Screengrab: Kubrick and the bomb

Screen GrabRichard Lutz sits down to his week-old tray of mince pies and picks the best of the movies on the box.

Are you the betting type? Like a flutter? Put a fiver on the 4.22 at Uttoxeter or the 2.15 at the dogs? If you are, slap a wager on which holiday is coming up from the following list of mawkish films splattered all over Channel Five this week. Mrs Miracle, The Christmas Card, Mistletoe over Manhattan, The Real St Nick….

I could go on. And, actually, I will at the end of this prestigious column that has won every arts award going ever (in Albania). Yes, it’s Christmas, Xmas, the Yuletide, Crimbo, St Nick’s Bunfight, the festive season…etc…etc.

Well, the unending run up to the thing anyway. But aside from the mudslide of Christmas films (see below), how about something whose quality you can feel when you rub it between your fingers, a movie that has staying power?

Casting aside this week’s other quality offerings such as the Elstree beauty Passport to Pimlico (a prescient anthem for UKIP) or that bleak masterpiece The Seventh Seal, there is a warning to us all in the shape of Stanley Kubrick’s Dr Strangelove (Fri, 13.10, Film4).

Made at the threshold of the mid-sixties, when the world went nuts over four Scousers with drainpipe trousers and Commie conspiracy threats, it is a brilliant satire on a planet heading for hell in a nuclear handcart (Word has it that we still are heading that way).

The whacko plot goes like this: a psychotic US general (named Jack D. Ripper) believes the Russkies are poisoning American drinking water and “sapping our precious bodily fluids.”

He hits the button to launch a hydrogen bomb against Moscow. Spineless American president Merkin Muffley  ays that the USSR has the right to punch back by picking a target in the US. But the USSR bear has other ideas. It has a ‘doomsday machine’ to blow up the whole planet. Only the mysterious former Nazi Dr Strangelove (one of three roles taken by Peter Sellers) has the solution, which involves herding several hundred thousand Americans into deep mineshafts to survive and re-surface again after an intense breeding programme. But will this plan by the wheelchair-bound scientist work?

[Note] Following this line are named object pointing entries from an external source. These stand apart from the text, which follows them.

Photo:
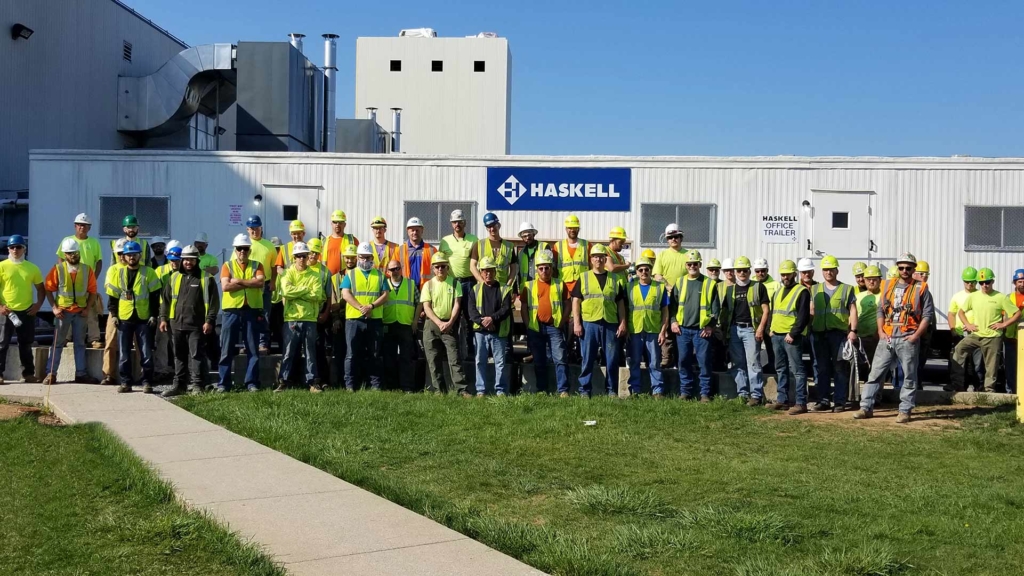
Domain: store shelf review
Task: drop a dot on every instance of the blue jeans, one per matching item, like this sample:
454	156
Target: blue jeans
363	340
240	324
644	346
498	347
128	333
744	355
540	342
790	364
301	338
599	335
74	323
828	364
690	345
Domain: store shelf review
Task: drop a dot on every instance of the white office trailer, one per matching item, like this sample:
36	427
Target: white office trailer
952	212
455	93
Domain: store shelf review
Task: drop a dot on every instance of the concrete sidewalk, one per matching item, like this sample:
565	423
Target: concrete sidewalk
312	522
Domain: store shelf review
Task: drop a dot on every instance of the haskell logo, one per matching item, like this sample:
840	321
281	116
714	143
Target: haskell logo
511	191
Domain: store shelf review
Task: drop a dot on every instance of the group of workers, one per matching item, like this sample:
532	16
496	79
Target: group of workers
365	302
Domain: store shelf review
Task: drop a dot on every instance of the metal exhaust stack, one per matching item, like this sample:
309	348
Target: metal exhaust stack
395	130
331	81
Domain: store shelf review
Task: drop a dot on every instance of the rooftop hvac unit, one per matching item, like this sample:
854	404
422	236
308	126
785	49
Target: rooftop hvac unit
418	33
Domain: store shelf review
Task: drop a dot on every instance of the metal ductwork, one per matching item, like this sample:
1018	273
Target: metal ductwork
164	101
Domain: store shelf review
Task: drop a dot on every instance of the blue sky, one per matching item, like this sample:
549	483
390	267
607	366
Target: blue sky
664	77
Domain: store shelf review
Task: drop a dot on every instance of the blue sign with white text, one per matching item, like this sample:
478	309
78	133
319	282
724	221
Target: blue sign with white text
562	190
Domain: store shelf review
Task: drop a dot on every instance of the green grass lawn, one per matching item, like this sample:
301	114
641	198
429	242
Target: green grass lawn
667	487
76	500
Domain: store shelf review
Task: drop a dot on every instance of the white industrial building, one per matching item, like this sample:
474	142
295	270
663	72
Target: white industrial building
951	211
455	93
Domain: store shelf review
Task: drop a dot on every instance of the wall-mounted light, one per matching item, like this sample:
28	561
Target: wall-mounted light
20	31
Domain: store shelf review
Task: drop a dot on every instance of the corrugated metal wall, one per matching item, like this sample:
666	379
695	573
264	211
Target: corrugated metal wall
918	204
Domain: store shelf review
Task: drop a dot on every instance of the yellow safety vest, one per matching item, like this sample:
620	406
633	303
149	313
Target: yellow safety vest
503	330
600	303
175	281
645	314
783	316
532	301
73	292
571	268
707	287
400	304
366	289
237	299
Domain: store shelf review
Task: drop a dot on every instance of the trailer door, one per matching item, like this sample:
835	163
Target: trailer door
841	224
282	204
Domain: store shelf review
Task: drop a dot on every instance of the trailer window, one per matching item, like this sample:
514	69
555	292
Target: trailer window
435	214
993	229
697	221
153	213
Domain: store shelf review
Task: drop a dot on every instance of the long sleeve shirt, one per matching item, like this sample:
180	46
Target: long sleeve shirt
495	305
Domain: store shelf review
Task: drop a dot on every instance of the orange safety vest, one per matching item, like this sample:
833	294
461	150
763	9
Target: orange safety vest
425	257
909	307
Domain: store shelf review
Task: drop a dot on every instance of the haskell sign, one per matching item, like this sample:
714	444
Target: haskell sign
563	190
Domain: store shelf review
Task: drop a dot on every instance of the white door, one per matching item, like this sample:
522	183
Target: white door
282	204
841	224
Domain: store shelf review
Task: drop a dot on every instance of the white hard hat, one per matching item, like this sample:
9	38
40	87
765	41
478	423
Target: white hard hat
526	227
69	245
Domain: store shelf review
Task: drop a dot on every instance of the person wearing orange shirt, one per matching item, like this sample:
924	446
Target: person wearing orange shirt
75	286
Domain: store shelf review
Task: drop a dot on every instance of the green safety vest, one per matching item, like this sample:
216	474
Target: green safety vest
707	287
75	292
146	282
503	330
532	301
832	314
175	280
400	304
366	289
238	298
645	314
783	316
571	268
503	257
600	304
527	269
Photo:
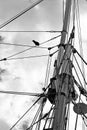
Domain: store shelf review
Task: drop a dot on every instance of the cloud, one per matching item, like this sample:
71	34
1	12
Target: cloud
4	125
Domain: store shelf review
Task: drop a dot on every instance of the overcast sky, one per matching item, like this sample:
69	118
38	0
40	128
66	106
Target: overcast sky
29	74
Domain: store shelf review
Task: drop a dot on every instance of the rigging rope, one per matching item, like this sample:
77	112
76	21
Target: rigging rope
20	14
32	47
20	93
80	69
79	36
31	31
48	70
25	113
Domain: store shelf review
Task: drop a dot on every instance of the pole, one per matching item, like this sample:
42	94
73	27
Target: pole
62	74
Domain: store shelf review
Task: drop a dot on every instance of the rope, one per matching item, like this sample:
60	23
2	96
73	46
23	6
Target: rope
48	70
24	114
20	14
20	93
79	36
80	69
30	31
32	47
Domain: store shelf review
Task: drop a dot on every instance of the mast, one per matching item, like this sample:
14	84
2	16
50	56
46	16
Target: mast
63	73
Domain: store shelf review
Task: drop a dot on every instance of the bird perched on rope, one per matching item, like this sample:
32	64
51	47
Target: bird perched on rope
36	43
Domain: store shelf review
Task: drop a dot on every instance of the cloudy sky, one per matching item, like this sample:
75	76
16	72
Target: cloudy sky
28	74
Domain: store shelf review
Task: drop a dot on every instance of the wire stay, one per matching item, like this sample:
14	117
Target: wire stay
20	14
22	31
25	113
20	93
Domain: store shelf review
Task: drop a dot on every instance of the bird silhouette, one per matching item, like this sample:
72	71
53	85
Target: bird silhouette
36	43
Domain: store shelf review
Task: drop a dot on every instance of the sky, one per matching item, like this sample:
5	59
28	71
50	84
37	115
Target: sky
29	74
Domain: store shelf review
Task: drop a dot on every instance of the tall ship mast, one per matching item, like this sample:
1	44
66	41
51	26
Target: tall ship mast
65	86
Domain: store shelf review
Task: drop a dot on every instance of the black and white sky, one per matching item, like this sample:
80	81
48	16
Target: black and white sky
29	74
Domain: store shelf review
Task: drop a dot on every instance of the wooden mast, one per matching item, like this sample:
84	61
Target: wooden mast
63	74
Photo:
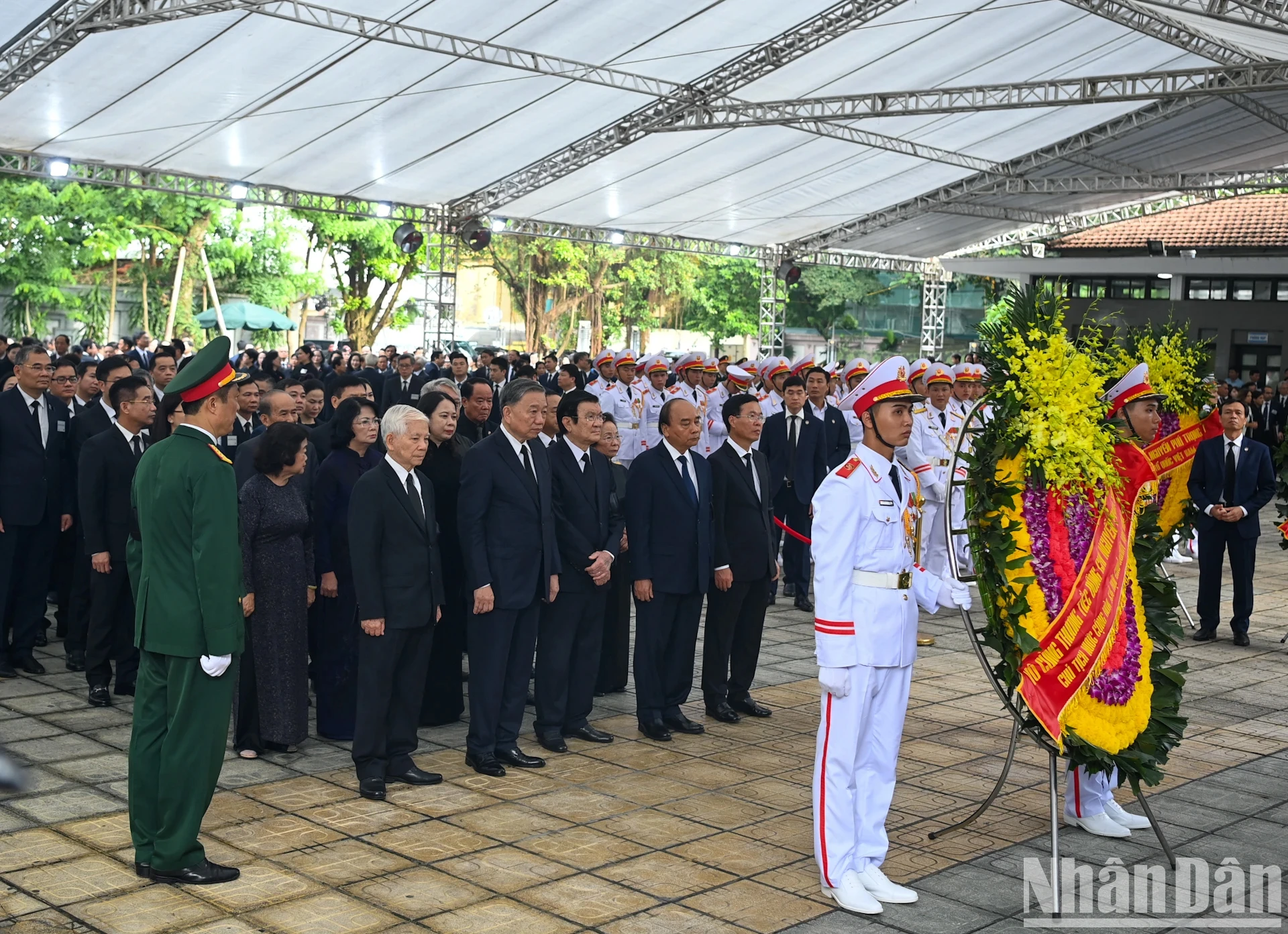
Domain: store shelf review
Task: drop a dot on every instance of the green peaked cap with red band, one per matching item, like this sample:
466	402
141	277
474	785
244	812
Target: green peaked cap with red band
207	372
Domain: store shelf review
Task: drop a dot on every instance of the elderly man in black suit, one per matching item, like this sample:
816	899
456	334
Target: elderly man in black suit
1232	479
794	442
512	565
103	477
589	534
670	528
398	577
743	546
36	494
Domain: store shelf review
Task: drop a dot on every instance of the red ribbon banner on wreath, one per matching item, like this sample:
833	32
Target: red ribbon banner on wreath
1071	650
1179	448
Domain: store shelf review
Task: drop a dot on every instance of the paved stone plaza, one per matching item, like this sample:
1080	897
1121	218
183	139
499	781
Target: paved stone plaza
705	834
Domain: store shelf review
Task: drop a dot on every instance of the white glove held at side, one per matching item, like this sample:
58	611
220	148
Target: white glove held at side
835	681
214	665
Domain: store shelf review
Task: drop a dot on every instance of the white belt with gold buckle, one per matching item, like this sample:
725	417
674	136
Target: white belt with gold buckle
888	581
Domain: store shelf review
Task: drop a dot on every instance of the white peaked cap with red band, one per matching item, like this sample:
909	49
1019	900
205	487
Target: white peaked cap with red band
1132	388
941	372
888	381
739	376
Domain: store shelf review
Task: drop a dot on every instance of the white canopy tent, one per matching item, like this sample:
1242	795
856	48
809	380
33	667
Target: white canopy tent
817	131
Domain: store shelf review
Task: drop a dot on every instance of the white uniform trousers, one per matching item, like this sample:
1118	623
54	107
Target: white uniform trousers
1086	793
854	763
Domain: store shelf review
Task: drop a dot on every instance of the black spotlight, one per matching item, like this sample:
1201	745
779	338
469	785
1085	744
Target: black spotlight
789	272
407	238
476	235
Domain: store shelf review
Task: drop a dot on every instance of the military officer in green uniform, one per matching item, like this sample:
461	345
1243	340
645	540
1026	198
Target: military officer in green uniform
189	626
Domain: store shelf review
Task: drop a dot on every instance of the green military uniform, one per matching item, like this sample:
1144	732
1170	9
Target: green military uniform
189	605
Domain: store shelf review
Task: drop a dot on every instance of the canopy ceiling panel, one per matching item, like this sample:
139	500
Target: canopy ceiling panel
267	99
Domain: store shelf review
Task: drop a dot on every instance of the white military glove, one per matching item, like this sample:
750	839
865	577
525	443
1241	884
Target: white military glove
953	593
214	665
835	681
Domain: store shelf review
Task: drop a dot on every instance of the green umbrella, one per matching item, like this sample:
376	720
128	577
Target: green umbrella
244	314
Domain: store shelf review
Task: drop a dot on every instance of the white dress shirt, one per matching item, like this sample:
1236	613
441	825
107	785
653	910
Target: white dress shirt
44	413
676	459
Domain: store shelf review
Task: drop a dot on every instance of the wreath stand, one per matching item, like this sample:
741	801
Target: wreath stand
1022	721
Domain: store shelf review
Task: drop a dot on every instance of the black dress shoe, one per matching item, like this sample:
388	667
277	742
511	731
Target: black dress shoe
683	725
415	776
554	744
203	874
589	735
486	764
656	731
751	708
372	789
515	757
723	712
29	664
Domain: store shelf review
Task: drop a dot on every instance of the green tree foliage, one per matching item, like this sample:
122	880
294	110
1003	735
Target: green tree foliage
370	270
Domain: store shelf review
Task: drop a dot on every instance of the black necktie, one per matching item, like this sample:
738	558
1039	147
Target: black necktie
791	448
688	480
1229	474
527	462
417	506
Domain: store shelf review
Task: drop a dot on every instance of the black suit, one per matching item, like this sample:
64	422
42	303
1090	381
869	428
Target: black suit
398	578
792	481
1254	488
837	436
670	533
36	489
393	393
244	465
571	630
508	539
743	542
103	479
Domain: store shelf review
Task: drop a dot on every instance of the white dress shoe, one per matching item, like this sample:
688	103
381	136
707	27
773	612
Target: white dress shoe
853	896
1100	825
883	889
1125	817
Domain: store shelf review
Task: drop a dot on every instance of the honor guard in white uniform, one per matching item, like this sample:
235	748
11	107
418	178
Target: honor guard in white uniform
1089	797
918	375
929	455
716	398
628	406
607	373
852	376
773	372
688	386
655	371
867	589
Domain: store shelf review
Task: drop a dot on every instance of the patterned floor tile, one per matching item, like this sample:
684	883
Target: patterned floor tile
343	862
331	913
147	911
419	892
499	917
665	875
505	869
586	900
93	876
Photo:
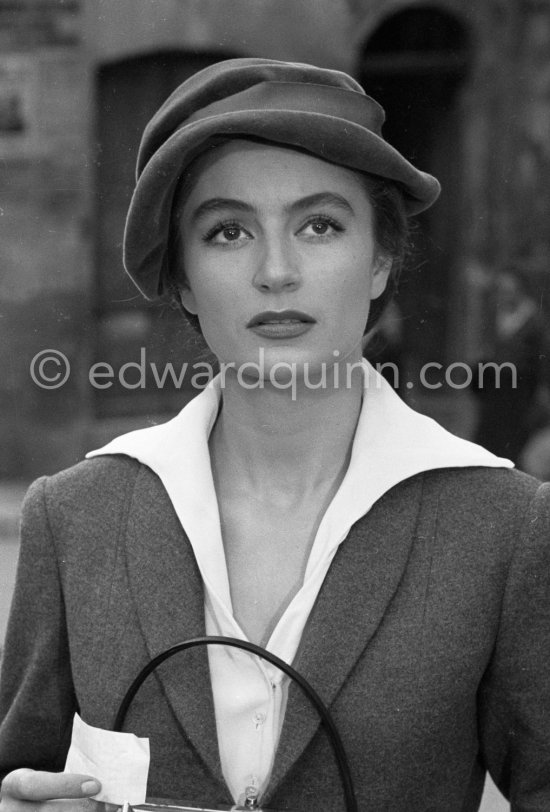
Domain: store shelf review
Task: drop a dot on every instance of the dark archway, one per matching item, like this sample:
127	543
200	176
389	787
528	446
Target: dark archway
414	65
129	329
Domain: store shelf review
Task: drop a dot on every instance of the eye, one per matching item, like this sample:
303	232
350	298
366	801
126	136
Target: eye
319	226
226	233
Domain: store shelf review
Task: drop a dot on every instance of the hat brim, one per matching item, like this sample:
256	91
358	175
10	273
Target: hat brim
330	138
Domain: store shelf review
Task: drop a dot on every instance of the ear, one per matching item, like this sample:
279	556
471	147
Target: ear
380	274
187	298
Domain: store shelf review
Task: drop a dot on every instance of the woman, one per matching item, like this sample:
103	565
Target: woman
296	502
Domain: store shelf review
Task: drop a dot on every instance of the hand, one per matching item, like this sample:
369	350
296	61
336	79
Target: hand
32	791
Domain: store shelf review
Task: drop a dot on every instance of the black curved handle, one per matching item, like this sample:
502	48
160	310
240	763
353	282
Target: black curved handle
310	693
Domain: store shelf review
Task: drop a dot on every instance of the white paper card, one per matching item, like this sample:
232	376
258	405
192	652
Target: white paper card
120	761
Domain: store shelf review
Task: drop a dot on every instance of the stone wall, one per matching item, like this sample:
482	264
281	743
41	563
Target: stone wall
45	251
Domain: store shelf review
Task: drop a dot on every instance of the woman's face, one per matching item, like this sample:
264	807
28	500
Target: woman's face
279	256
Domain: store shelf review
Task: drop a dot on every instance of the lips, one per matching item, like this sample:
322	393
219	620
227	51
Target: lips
280	317
281	325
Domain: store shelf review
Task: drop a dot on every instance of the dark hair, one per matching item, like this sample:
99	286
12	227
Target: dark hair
391	233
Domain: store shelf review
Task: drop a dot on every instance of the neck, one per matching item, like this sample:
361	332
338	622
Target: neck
286	444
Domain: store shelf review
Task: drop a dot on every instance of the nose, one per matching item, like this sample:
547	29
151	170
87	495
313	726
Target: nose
278	267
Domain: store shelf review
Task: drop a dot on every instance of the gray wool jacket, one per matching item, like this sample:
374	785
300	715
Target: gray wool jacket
429	641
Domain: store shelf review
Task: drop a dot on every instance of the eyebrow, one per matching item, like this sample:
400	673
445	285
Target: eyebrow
216	204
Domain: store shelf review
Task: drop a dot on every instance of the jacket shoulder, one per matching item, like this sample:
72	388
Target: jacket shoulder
91	493
494	486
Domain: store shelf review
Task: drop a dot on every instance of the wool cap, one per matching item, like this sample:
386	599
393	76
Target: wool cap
324	112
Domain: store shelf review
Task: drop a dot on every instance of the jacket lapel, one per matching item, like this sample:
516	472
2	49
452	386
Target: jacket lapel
159	553
359	586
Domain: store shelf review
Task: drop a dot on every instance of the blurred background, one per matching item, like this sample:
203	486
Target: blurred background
466	88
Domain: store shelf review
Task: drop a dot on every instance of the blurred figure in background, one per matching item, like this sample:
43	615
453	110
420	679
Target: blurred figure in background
506	392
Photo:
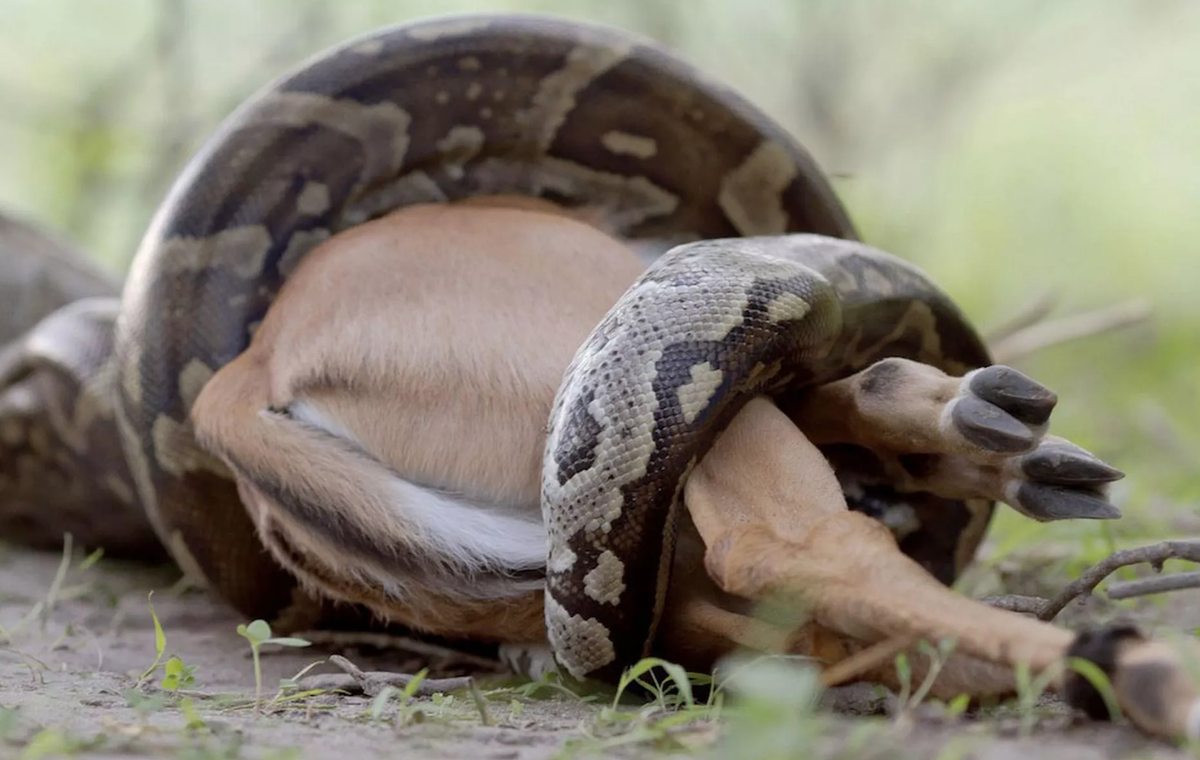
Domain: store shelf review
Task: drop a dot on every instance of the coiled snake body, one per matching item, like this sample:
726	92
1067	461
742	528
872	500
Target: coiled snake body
582	115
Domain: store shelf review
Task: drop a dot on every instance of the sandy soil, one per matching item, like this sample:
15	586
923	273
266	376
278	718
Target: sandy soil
66	674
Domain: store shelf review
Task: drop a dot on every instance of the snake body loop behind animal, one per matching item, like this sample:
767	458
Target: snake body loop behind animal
582	115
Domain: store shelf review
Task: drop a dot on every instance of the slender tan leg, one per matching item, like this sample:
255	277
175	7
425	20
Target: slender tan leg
775	527
978	436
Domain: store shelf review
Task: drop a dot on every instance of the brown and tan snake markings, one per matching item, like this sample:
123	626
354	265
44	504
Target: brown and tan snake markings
525	330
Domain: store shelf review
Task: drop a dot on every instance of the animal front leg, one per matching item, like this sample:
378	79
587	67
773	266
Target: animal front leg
978	436
775	528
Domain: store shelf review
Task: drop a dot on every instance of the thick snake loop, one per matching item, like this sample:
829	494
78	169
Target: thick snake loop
708	327
582	115
427	112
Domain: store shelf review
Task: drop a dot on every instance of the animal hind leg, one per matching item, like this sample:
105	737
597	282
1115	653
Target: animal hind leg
775	528
978	436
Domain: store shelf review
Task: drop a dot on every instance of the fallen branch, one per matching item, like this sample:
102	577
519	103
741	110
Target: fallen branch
405	644
1155	555
1157	585
370	683
865	660
1045	334
1035	312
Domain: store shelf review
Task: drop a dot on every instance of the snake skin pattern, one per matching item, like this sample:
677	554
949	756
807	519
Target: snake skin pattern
455	107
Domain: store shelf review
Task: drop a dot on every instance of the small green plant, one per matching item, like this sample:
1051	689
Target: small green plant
1029	690
258	633
909	698
177	674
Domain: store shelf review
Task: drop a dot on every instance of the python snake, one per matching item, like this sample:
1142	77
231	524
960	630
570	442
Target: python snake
449	108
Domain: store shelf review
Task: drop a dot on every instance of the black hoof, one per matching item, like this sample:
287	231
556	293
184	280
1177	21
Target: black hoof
1017	394
1098	647
1047	502
1066	464
989	426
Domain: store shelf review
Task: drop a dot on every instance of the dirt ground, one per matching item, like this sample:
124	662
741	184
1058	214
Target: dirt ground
77	646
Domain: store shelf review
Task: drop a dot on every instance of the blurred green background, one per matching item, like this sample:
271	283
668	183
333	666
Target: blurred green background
1013	149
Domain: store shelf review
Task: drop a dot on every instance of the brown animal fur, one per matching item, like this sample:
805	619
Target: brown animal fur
436	337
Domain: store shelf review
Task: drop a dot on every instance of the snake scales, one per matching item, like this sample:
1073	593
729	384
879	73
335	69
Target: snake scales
439	111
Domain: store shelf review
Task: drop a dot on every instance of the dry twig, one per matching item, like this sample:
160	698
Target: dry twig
1155	585
370	683
1035	312
1155	555
1042	335
426	650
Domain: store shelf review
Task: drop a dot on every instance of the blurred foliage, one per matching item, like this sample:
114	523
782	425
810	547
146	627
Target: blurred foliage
1011	149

Der Strangelove has a great cast in Sellers, George C. Scott, James Earl Jones, Sterling Hayden, and B-52 pilot Slim Pickens, who has the final say as he straddles the bomb as it plummets towards his Russian target. Its broad black comedy and shows Kubrick at his bleakest satiric best, the film nestling chronologically between his Lolita (1962) and 2001: A Space Odyssey (1968) which is being re-released soon.

Of course, America twitched all over the place when the director dared to show how the US too can go haywire with weapons that can smash this fragile planet to smithereens. And, of course, it knocked spots off the po-faced turgid drama Seven Days in May which came out in the same year and covered the same nuclear ground. Which just may go to show you that a funny film creates more impact than a serious one.

As a footnote, if you’re too lazy to pick up the remote to shut off the TV, stick around because Hombre follows Dr Strangelove. Sit in awe as lovely Paul Newman has to wear a laughable Hollywood wig and pretend he is an Apache.

Meanwhile, back on earth as created by Channel Five, I continue with my list of Xmas scheduled dross: Santa Junior, Meet the Santas, Noel, Dear Santa, The Real St. Nick, An Old Fashioned Christmas, A Perfect Christmas (This column guarantees no human beings were hurt making these movies).